Any ideas how this particular project is joined? Or how I might accomplish something similar?

I supposed I could make an apron/legs where the tenon/mortises are angled.


----------



## a1Jim (Aug 9, 2008)

I like that design, I would guess that the legs are only connected to the cross members possibly with mortise and tenons and then the top is connected to the top cross member perhaps with screws that should have elongated holes to allow for wood movement.


----------



## JBrow (Nov 18, 2015)

ppg677,

From what I can see in Apanas Hall Table photos, the legs seem to angle outward only along the long dimensions (front view). The legs are parallel when viewed from the end of the table. Also the outside faces of the legs appear to be tapered.

If these observations are consistent with the design you are considering, then my approach would be to connect the rails to the front and back legs with a mortise and tenon (although a loose tenon joint could also work). The mortises and the tenons need not be angled since the legs of the end assembly are parallel to one another (when viewed from the end).

After the tenons are milled in the rails, the top edge of the rails would be bevel cut to the same angle as the front-viewed splay angle. The beveled top edge of the rails would then allow the top and shelf to fully seat on the rails.

The bottom edge of the rails could also be beveled to make the rail's top edge parallel to the rail's bottom edge or the bottom edge of the rail could be left as a square cut. This bottom bevel in the rail would be a design decision.

Once the mortises are cut in the legs, the legs could be tapered on the two outside faces.

After the mortises and tenons are cut, the top edges of the rails beveled, and the legs tapered, the end leg assemblies could be glued. After the glue is cured, the top and bottom of the legs can be cut to the splay angle.

Adding to a1Jim's comment, I would either the counter-bore the oversized or elongated holes so the screws that hold to shelf and top place would be hidden.

The last thing would ensure is that the shelf, which would be sandwiched between the front and back legs, is made narrow enough so that it has room to expand without pushing out on the legs.

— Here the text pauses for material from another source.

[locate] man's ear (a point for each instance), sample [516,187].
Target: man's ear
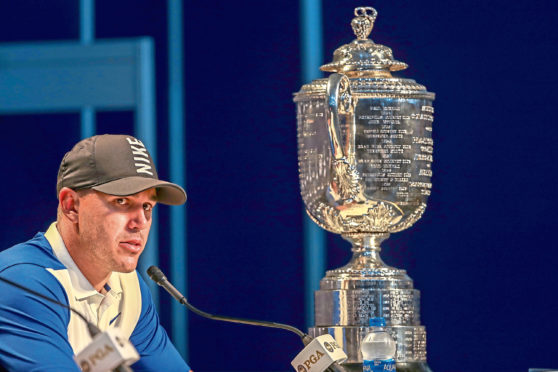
[69,204]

If, on the other hand, you wish to splay the legs in both directions, front to back and side to side, the mortises and tenons would need to be angled. In this case, loose tenon joinery could perhaps simplify construction a little bit. If the legs are splayed front to back and side to side, a lap joint could also be used to join the legs and rails, but this joint, while straightforward, would dramatically affect the look of the table.


----------